Seit Jahresbeginn versorgen die Mülheimer Malteser zwei Senioren, die sehr wenig Geld haben, mit warmen Mahlzeiten. Eine Frau und ein Mann haben Menüpatenschaften bekommen - zwei Fälle von Altersarmut in Mülheim, die sich durch die Coronakrise zweifellos noch verschärft hat.
Organisiert werden diese Patenschaften über den Besuchs- und Begleitdienst der Mülheimer Malteser, der vor rund fünf Jahren ins Leben gerufen wurde. Seit 2017 arbeiten die Ehrenamtlichen mit dem städtischen Seniorenbüro in einem bundesweiten Modellversuch zusammen: "Selbstbestimmt im Alter – Vorsorgeunterstützung im Team“ (SiAViT). So weit der Hintergrund, der es möglich macht, Menschen in Einzelfällen mit einem kostenlosen täglichen Essen zu beliefern. Sie können aus den Speiseplänen des Malteser-Menüservice wählen, sie zahlen nichts dafür.
Ein Zeichen gegen Vereinsamung und Altersarmut setzen
"Mit diesem Angebot möchten wir ein Zeichen gegen soziale Vereinsamung und Altersarmut setzen", erklärt Wolfgang Schiedel, der Ende 2019 die Leitung des Besuchs- und Begleitdienstes übernommen hat, gemeinsam mit seiner Frau Beate.
Die erste Menüpatenschaft hat eine ältere Dame aus Mülheim bekommen. Ihre monatliche Rente bewegt sich um 750 Euro. Wie sie es schafft, davon zu leben? Nein, öffentlich äußern möchte die Seniorin sich nicht. Selten gehen arme Alte mit ihrem Schicksal hausieren, eher verschweigen sie es. "Viele haben auch Angst, dass ihre Kinder dann für sie aufkommen müssen", vermutet Wolfgang Schiedel.
Monatlich 450 Euro zum Leben
Die zweite Menüpatenschaft kommt Norbert L. zugute. Gerne lädt er zum Gespräch in seine kleine Wohnung in Dümpten. Aber er möchte anonym bleiben. Der 64-Jährige, schwer gehbehindert, bezieht seit langem Sozialleistungen. Nach Abzug der Miete bleiben ihm monatlich knapp 450 Euro zum Leben. Bei Norbert L. war es ein Unfall, der ihm vor etwa 20 Jahren die Beine weggezogen hat: Er stürzte extrem unglücklich in der eigenen Wohnung, erlitt einen mehrfachen Bruch der Wirbelsäule. 2008 folgte ein Schlaganfall.

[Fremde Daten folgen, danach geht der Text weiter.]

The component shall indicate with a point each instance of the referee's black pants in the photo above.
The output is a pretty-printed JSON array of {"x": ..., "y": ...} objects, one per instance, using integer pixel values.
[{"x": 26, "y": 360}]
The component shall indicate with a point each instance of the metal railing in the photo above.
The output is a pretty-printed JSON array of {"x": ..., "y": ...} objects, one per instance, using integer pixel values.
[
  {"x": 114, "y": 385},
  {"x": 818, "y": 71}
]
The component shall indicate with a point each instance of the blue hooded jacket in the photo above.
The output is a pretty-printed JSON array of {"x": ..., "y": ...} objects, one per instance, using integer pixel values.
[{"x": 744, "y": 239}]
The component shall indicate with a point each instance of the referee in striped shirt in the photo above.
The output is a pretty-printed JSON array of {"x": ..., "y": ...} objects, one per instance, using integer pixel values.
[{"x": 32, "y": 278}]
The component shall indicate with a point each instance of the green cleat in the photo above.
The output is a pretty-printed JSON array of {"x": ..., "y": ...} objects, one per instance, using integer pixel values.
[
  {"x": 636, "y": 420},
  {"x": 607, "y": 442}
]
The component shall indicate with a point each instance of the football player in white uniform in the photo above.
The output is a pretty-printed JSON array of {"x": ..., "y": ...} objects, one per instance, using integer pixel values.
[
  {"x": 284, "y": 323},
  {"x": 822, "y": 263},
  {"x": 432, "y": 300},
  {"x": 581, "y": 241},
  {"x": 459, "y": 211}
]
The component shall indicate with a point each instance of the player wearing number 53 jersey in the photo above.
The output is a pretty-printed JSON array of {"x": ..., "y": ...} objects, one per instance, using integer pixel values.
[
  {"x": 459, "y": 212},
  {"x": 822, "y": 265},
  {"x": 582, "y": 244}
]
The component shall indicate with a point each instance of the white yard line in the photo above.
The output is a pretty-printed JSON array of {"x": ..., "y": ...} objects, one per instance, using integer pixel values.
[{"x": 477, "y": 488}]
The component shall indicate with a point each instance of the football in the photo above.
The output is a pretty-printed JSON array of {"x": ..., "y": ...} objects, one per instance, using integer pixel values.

Einen Großteil seines Lebens hat er in Berlin verbracht, hat als Kundendiensttechniker Waschmaschinen wieder ans Laufen gebracht und, wie er sagt, "nicht schlecht verdient". Doch das ist lange her. Vor fünf Jahren ist L. nach Mülheim gezogen, in die Nähe seiner Schwester. Die beiden Töchter wohnen weit weg.
"Ich hatte früher viele Freunde. Auch falsche Freunde"
Sein Bewegungsradius ist winzig geworden: mit dem Rollator zum Einkaufen, gelegentlich zum Heifeskamp, seltenst in die Mülheimer Innenstadt. Momentan, in Corona-Zeiten, bleibt er ganz zu Hause. Norbert L. ist genügsam: "Ich verzichte auf nichts. Ich bin eher introvertiert, kenne in Mülheim auch nicht viele Leute." Früher, in Berlin, sei das anders gewesen: "Da hatte ich viele Freunde. Auch falsche Freunde." Urlaub habe er schon ewig nicht mehr gemacht, mindestens 15 Jahre nicht mehr. Er kann es verschmerzen. "Man muss mit dem zufrieden sein, was man hat", lautet seine Devise.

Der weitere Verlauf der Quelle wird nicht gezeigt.